日経新聞で「ザ・厚労省」という連載特集記事が進行していますが、3月28日には有識者のコメント特集が掲載されていました。きょうはその中から「雇用」に関する意見を取り上げてみたいと思います。各界の論者が、「厚生労働省という組織の問題点」にポイントを絞ったコメントです。

 八代尚宏国際基督教大教授
 非正規社員の比率が三割を超すなかで、労働基準法違反を取り締まって労働者を保護すべき「労働警察」は人手不足で十分な役割を果たしているとはいえない。全国の公共職業安定所に勤務する二万二千人の国家公務員を基準監督署に移し、窓口の職業紹介や失業保険給付事務などを地方や民間に移すべきだ。これこそ労働行政に必要な集中と選択である。
(平成21年3月28日付日本経済新聞朝刊から、以下同じ)

 いきなりまことに刺激的なコメントですが、とりあえず職安の職員を監督署に移すとか、職安業務を地方や民間に移すことについてはここでは論じません。
 で、労働基準監督業務の強化が必要だという意見は賛同できるものです。サービス残業の是正も大事ですが、設備を危険な状態に放置したままで作業させている使用者や、残業代どころか賃金自体を遅配欠配する使用者、労働災害を適正に処理しない使用者など、悪質な使用者も残念ながらまだまだいます。これらの指導、是正はまことに急務と申せましょう。個別の場面においては、身の危険を感じる場面もあるかもしれませんが、そこを勇敢に取り組んでこそ「労働警察」といえるのではないでしょうか。そういう事業所こそ労働者が理不尽な目にあわされていることも多いわけですし。また、非正規社員の比率が高まっていることに関しては、労働基準法違反よりむしろ本来加入すべき社会保険、労働保険に加入していないといった法違反のほうがより問題ではないかと思われます。そういう意味では、これらの是正にあたる社会保険事務所の職員も、必要であれば増員すべきであろうと思われます。これらこそ、公権力を有する公務員でなければできない、公務員がやるべき仕事と申せましょう。

 長谷川裕子・連合総合労働局長
 厚労省を厚生と労働に分けるべきだ。厚労省の扱う行政範囲が広すぎる。国会審議では、注目の集まる年金や医療など厚生分野の議論はたくさんの時間を確保できている。一方、労働分野の審議時間は少なくなっている。都道府県ごとに労働局を維持する組織体制は守るべきだ。

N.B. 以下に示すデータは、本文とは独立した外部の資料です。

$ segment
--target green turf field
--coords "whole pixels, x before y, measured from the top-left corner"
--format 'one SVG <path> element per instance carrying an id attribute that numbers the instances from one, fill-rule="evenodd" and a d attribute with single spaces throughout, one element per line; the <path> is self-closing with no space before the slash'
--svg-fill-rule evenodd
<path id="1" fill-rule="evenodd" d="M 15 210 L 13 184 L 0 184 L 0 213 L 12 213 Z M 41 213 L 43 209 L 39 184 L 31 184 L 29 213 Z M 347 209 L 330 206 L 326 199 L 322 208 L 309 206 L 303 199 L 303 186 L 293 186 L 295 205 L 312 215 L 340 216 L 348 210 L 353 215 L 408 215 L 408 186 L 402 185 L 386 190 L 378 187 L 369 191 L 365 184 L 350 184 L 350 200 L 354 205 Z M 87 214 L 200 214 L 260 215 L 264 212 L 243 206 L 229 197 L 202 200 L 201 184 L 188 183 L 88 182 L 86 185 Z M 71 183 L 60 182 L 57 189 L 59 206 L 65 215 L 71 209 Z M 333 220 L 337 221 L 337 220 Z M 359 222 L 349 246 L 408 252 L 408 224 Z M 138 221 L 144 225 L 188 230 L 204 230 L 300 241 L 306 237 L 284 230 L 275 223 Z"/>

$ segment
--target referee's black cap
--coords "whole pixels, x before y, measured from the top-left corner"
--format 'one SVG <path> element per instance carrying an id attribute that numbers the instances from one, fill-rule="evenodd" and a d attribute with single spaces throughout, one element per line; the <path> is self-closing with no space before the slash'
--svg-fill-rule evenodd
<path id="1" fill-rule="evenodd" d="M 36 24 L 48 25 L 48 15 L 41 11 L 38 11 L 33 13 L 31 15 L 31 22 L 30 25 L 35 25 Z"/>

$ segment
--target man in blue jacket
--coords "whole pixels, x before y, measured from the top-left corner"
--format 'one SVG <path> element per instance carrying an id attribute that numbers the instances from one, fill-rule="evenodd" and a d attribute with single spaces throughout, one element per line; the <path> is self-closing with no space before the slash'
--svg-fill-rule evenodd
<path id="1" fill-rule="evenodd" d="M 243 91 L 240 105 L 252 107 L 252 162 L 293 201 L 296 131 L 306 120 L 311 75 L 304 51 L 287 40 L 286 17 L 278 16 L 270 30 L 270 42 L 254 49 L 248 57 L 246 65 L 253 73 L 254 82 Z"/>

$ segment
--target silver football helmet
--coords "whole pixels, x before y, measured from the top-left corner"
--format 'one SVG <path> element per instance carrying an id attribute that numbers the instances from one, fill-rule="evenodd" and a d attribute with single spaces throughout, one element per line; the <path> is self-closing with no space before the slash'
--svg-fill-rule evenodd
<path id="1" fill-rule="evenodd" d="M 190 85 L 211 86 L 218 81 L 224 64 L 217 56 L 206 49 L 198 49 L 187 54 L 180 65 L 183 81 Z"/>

 なるほど、なるほど。たしかに、少子高齢化の中で元々社会保障が大問題な上に、雇用問題がこれほど大事になってしまうと、たしかに厚生労働大臣は大変でしょう。こういうときこそ、副大臣などが仕事を分担する(お、これもワークシェアリングといえなくもないか?)などして十分な対応が取れるようにする必要はありそうです。ただ、厚生労働省の組織はといえば、内実をみればごく一部を除いて依然として旧厚生省と旧労働省に分かれたままなので、またぞろ分けるまでもないような気はします。ということで、長谷川氏が指摘するように、重要なのは審議時間の確保と申せましょう。たしかに「厚生労働省でこれだけ」とやられると社会保障に押されて労働の取り分が少なくなる、というのは役所内の力関係の反映として起こりうることかもしれません。だからまた役所を分けるかどうかは別として、必要な審議時間が確保されないために法律が成立しないのは困る、というのはまことにわかるものがあります。

 樋口美雄・慶大教授
 非正規社員の問題は貧困や格差固定化の大きな原因になっており、景気循環的要因だけではなく、職場における差別や階層化、教育訓練機会の欠如、安全網の手薄さ、法的不備といった構造的要因から生じている。この問題を解決するには、局壁を越えた総合的な対策が求められる。有期労働の問題は各局によって個別に対応されており、総合的に取り扱う組織体制の整備が必要ではないか。

「職場における差別と階層化」というのがなにかよくわかりませんが、まあこれは記者の問題なのでしょう(「法的不備」というのもよくわかりませんし。政策問題なんですからなんだって法的不備といえば法的不備ですよね)。省内に「非正規労働対策室」みたいなのを作って総合的な政策づくりをすべきだ、というのは、まあ一つの考え方としてはあるのかもしれません。非正規だけに絞ってしまうと、正規や個人事業なども含めた全体が見えなくなってしまうのではないかという心配も一方ではあるわけですが。

 小野文明・日本マニュファクチャリングサービス社長
 日本の製造現場の海外移転は加速の一途をたどっている。ものづくりとはかけ離れた単純な労働者供給制度の派遣を現場に適用した結果だ。日本で独自に進化した「請負」をベースに新たな立法化の検討をお願いしたい。

これまた「日本の製造現場の海外移転は加速の一途をたどっている。ものづくりとはかけ離れた単純な労働者供給制度の派遣を現場に適用した結果だ。」というのがまことに謎です。まあ、日本マニュファクチャリングサービス社の請負を活用しておけば日本にとどまれたのに…ということかもしれませんが、それにしても製造派遣のせいで製造現場が海外移転している、と考えている人はあまりいないのではないでしょうか。それはそれとして、請負については請負のための法律を整備したほうがいいことは間違いなさそうで(小野氏の考えるものと同じかどうかは別として)、これは重要な課題と思われます。これだけは組織の話ではありませんが。